Micheal Fink, executive director of Brightwater Senior Living in Carolina Forest says he is noticing the same trend. “We started seeing cases decline rapidly, I would say mid-January.”

He said 99% of members in the independent living section of Brightwater got a vaccine, while 100% of residents with higher levels of healthcare got the shot.

“Our members really wanted to get back to normal and a lot of our members did their own research,” Fink said. “We did a lot of educational speaking. We met with our members, our team members, on a daily, weekly basis to give them the option and material to make an educated decision about whether they wanted to get the vaccination.”

For 4-year-Brightwater resident Julia Hamm, getting the vaccine was a no-brainer.
“It’s just the best feeling in the world to know that you don’t have to worry about sitting next to somebody,” she said. “Even shaking hands, although we don’t do that much anymore, but life is normal.”

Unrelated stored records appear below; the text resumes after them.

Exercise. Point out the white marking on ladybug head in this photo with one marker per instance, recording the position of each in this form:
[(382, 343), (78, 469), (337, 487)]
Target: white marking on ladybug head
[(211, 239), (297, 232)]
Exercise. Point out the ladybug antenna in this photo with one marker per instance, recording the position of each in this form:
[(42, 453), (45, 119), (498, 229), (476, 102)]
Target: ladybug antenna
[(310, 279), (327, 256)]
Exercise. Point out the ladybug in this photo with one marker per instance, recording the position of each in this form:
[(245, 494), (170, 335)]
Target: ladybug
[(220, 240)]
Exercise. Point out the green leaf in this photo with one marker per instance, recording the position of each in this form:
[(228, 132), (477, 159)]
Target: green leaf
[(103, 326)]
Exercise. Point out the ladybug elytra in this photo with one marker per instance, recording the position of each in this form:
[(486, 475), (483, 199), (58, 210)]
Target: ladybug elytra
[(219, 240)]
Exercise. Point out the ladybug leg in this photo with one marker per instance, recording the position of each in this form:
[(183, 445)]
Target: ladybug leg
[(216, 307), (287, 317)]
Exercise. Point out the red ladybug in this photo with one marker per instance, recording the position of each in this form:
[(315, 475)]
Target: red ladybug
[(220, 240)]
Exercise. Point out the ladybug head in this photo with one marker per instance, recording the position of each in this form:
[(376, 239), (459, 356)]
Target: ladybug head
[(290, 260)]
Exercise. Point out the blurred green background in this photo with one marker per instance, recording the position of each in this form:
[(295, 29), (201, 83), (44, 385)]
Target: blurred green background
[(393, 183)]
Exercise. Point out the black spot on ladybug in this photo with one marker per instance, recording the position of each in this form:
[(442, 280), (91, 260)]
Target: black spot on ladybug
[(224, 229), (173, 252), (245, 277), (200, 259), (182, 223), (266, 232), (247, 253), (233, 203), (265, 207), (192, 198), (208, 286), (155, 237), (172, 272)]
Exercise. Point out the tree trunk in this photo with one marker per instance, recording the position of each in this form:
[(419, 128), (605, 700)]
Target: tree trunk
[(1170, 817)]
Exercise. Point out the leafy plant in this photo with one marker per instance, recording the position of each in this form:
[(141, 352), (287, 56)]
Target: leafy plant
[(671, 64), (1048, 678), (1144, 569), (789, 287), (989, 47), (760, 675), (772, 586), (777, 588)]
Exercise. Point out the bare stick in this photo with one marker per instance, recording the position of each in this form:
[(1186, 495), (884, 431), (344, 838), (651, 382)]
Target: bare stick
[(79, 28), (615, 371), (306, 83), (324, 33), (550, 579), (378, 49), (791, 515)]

Recently DHEC instructed long-term care facilities to begin allowing visitation again so long as it is in a county where the positivity rate is less than 10% and they haven’t had a Coronavirus case in the past 14 days.

Fink says employees and residents were glad to see visitation resume.

“To see their emotions now, being able to see their loved ones daily, it just brings so much joy to all of us,” he said.

Julia agrees. “It’s made all the difference in the world because we were here for nearly a year with family nearby and unable to visit,” she explained. “Particularly in the health side of Brightwater, the family couldn’t get in to see their sick relatives and the members needed the support of their family. It was really very difficult.”

Fink says because nearly all residents received a vaccine, they are no longer required to wear masks, however, they are still tested once a week alongside employees.

Visitors are required to wear a mask at Brightwater.